Kaiser Health News and the Washington Post collaborated on a story about the overpayment of medications for Hospice patients. New Medicare guidance aims to stop the federal government from paying millions of dollars to hospice organizations and drug insurance plans for the same prescriptions for seniors. The new measures direct insurers not to pay for any prescriptions for hospice patients until they receive confirmation that the drugs are not covered instead by the hospice provider. The patient or doctor, with the hospice provider’s agreement, must explain to the insurer why the drug is not related to end-of-life care. The insurer may deny coverage for a number of reasons, including if the doctor or hospice did not explain sufficiently why the drug was unrelated to the terminal illness.
Medicines for Medicare patients receiving hospice care generally are paid in two ways. Drugs related to palliative and comfort care are supposed to be covered under the fixed-rate federal payments to the hospice. Drugs for diabetes, heart disease or other chronic conditions still used by these patients but not directly related to their terminal illness are covered by Medicare Part D prescription drug plans, which are heavily subsidized by Medicare, with beneficiaries picking up roughly 25 percent of the bill.

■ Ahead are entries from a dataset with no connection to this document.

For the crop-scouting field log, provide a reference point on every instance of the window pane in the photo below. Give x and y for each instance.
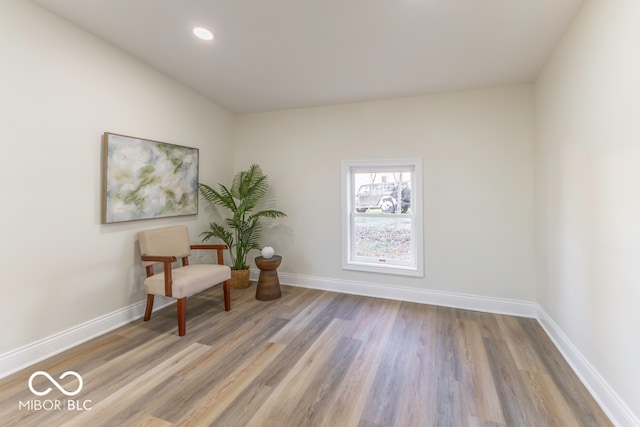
(382, 191)
(383, 239)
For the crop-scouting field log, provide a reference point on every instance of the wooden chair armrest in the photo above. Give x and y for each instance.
(218, 248)
(158, 258)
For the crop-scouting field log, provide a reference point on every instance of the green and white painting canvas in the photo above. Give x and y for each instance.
(147, 179)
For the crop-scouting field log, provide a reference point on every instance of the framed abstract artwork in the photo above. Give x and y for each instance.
(145, 179)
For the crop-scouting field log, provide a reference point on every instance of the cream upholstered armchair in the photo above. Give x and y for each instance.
(168, 245)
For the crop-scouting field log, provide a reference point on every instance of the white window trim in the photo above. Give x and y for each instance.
(348, 209)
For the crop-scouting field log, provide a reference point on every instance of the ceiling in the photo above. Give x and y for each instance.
(280, 54)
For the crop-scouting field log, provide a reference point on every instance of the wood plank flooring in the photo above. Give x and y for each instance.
(310, 358)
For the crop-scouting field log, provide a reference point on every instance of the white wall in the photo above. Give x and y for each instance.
(588, 181)
(60, 89)
(477, 151)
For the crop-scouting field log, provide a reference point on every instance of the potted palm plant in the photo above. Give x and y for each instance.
(242, 230)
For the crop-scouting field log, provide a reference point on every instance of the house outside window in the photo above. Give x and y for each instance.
(382, 216)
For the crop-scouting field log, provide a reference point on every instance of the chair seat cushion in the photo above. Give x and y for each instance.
(188, 280)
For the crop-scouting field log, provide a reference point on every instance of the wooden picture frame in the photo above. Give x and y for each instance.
(144, 179)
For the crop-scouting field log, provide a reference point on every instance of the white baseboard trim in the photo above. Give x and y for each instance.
(424, 296)
(615, 408)
(26, 356)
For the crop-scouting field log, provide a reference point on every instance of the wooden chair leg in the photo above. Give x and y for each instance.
(226, 288)
(147, 311)
(182, 316)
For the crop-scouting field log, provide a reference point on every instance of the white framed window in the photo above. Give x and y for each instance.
(382, 216)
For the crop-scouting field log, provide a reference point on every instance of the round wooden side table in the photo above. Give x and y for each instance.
(268, 287)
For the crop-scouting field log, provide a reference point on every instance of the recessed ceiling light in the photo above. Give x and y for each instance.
(203, 33)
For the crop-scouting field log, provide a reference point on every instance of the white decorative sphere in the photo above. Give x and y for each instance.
(267, 252)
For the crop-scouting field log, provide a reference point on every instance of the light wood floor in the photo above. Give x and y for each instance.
(311, 358)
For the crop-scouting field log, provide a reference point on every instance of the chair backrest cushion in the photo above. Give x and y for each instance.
(169, 241)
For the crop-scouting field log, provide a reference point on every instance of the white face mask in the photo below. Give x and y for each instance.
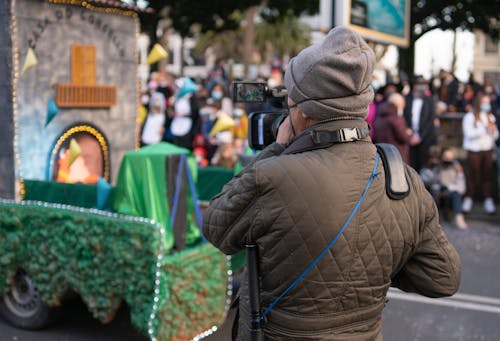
(237, 112)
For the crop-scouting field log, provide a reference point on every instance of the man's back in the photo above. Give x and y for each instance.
(303, 200)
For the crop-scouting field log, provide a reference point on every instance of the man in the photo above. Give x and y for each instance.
(390, 126)
(293, 199)
(419, 115)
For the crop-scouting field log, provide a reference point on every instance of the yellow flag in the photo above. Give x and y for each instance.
(157, 53)
(224, 122)
(29, 61)
(141, 115)
(74, 151)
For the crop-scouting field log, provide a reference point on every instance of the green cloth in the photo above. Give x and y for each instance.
(79, 194)
(211, 180)
(141, 187)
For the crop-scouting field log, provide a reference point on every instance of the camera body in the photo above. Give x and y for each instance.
(262, 126)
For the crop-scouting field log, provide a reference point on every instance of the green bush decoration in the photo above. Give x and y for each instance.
(109, 259)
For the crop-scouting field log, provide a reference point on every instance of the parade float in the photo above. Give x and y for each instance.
(82, 210)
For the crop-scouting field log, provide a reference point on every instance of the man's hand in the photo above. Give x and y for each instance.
(285, 132)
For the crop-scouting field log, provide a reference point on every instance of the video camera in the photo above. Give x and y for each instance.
(263, 125)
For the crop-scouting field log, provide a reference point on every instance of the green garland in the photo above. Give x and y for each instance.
(108, 259)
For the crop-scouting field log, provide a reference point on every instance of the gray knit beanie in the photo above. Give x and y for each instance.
(332, 79)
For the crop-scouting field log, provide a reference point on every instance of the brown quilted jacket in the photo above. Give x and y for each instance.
(291, 206)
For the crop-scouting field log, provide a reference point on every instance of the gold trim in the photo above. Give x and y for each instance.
(95, 8)
(92, 131)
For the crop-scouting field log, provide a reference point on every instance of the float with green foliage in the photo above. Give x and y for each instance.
(82, 210)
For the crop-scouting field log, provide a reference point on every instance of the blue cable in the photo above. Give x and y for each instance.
(325, 250)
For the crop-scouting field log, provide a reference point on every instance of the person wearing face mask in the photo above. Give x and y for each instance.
(390, 126)
(452, 180)
(480, 132)
(419, 115)
(322, 186)
(218, 93)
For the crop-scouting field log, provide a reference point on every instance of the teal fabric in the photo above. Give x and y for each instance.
(141, 188)
(78, 194)
(211, 180)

The new measures are a response to a 2012 investigation that found Part D prescription drug plans paid more than $33 million in 2009 that should have probably been covered by the hospice benefit. That was for analgesic, anti-nausea, laxative and antianxiety drugs, as well as prescription drugs used to treat pulmonary problems and amyotrophic lateral sclerosis (ALS), also known as Lou Gehrig’s disease. Beneficiaries paid nearly $4 million in copayments, the report by the Department of Health and Human Services’ inspector general found.
About 1.1 million Medicare beneficiaries received hospice care in 2009 and 437,121 filled prescriptions through their Medicare drug plan, according to the report.